Beginning Sunday, “1,000 merchants and 350 senior Gazan businesspeople” will be allowed into Israel “in light of the preservation of security stability,” said COGAT, the branch of the Israeli defense ministry that handles civil affairs in the Palestinian territories .
Permits will only be given to Palestinians who are fully vaccinated or who have recovered from the virus, COGAT said. The Gazans will enter through the Erez pedestrian crossing, which Israel closed amid the coronavirus outbreak some 18 months ago.
COGAT added that Israel will expand trade through the Kerem Shalom’s commercial border crossing in the southern Gaza Strip, allowing equipment and goods needed for the impoverished enclave’s humanitarian infrastructure, such as water and sewage. Imports from Israel will be expanded to include transportation and communication materials.
The permissions are “conditioned on continuing security stability in the region,” COGAT said.
Israel heavily restricted the flow of goods between Israel and Gaza following its 11-day conflict with Hamas in May, which killed more than 250 Palestinians and 13 residents of Israel before an Egyptian-brokered cease-fire ended the bloodshed.

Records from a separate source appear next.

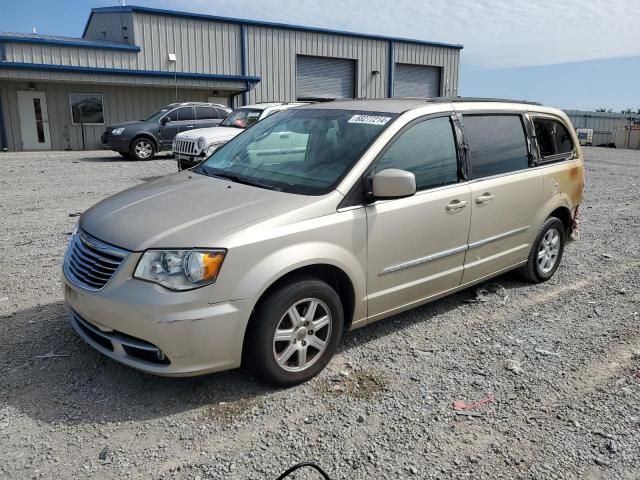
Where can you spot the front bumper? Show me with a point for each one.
(149, 328)
(188, 161)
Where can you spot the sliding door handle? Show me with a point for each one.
(456, 205)
(485, 198)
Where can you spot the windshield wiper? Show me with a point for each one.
(244, 181)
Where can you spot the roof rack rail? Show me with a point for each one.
(479, 99)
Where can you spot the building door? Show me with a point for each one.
(416, 81)
(34, 120)
(221, 100)
(324, 78)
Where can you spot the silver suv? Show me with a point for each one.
(316, 221)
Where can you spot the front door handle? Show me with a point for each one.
(485, 198)
(456, 205)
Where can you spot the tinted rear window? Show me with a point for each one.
(553, 137)
(497, 144)
(206, 113)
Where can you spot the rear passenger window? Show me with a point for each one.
(428, 150)
(497, 144)
(206, 113)
(553, 137)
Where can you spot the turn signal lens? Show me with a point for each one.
(203, 266)
(180, 269)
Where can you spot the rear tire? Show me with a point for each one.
(294, 332)
(546, 252)
(142, 149)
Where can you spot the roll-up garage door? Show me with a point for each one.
(416, 81)
(320, 78)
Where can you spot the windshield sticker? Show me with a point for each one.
(369, 119)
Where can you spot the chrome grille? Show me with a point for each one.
(90, 263)
(186, 147)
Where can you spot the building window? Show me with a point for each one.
(86, 108)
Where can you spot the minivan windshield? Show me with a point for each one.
(242, 118)
(305, 151)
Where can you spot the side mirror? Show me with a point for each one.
(393, 183)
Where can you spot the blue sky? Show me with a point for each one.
(574, 55)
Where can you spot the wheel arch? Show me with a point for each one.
(331, 274)
(147, 135)
(557, 206)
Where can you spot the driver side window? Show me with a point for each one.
(428, 150)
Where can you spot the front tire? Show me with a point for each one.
(142, 149)
(546, 253)
(294, 333)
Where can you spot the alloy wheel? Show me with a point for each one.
(302, 335)
(144, 149)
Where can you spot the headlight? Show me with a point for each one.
(180, 269)
(213, 148)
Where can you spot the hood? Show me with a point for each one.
(183, 210)
(211, 135)
(123, 124)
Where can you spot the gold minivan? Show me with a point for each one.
(318, 220)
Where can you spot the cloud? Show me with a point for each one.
(495, 33)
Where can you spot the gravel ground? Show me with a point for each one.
(559, 362)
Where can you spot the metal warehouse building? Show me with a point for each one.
(58, 93)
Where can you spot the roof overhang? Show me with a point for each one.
(260, 23)
(71, 42)
(121, 71)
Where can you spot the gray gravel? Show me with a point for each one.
(561, 362)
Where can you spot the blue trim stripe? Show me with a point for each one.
(259, 23)
(72, 42)
(120, 71)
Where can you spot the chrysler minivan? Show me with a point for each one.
(318, 220)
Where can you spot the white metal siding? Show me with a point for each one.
(416, 81)
(324, 78)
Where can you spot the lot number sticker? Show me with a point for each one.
(369, 119)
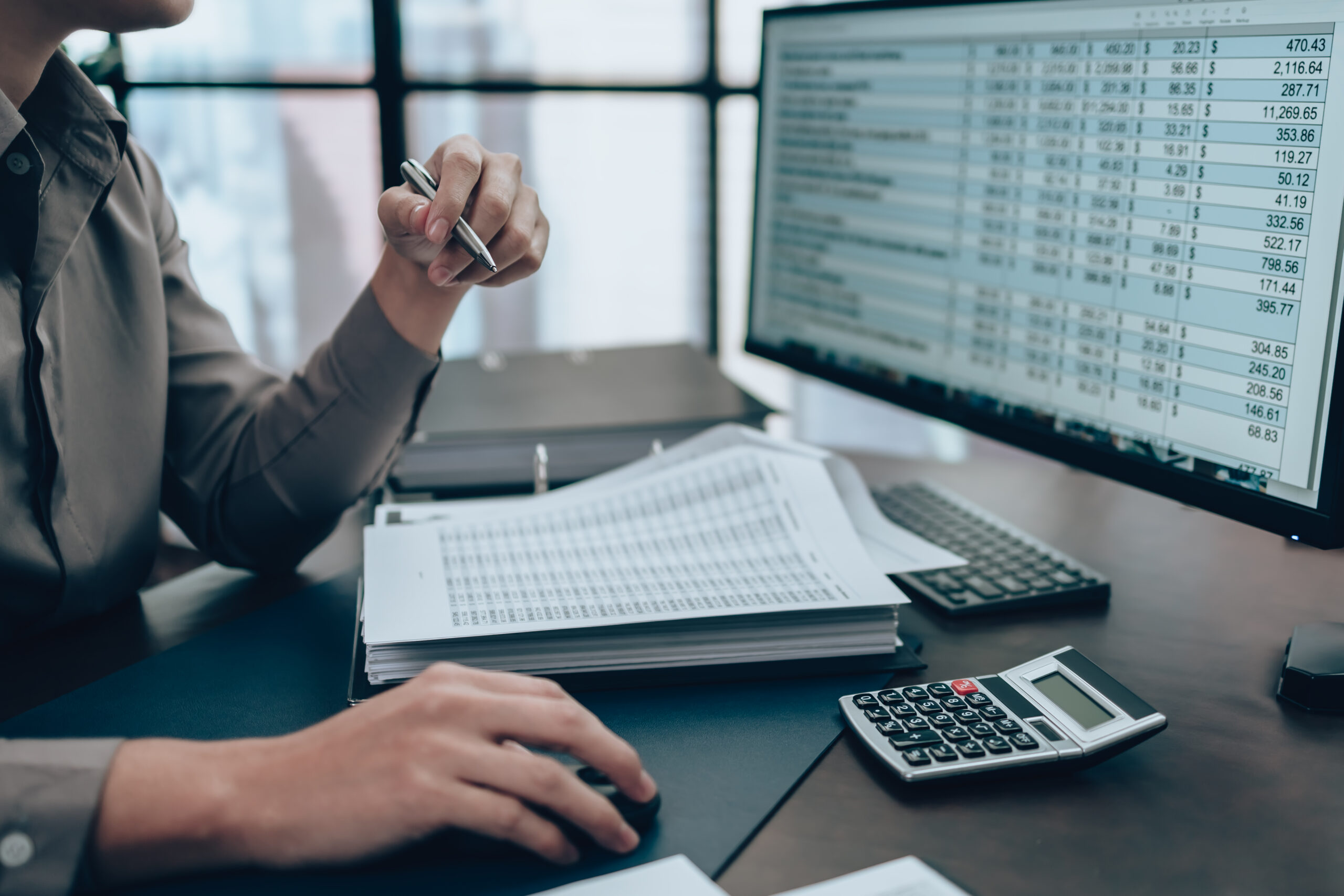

The Gaza Strip is still recovering from the bombing campaign, which flattened homes and entire apartment blocks that the Israeli army said were being used by militants.
A fragile truce is holding, but Gaza’s militant rulers have threatened renewed violence if Israel imposes further restrictions on trade.
On Friday, the Israeli army said it downed a drone launched by Hamas that had entered Israeli airspace two days prior. Last week, Israeli warplanes carried out strikes on Hamas targets after the militants launched incendiary balloons across the border from the Gaza Strip.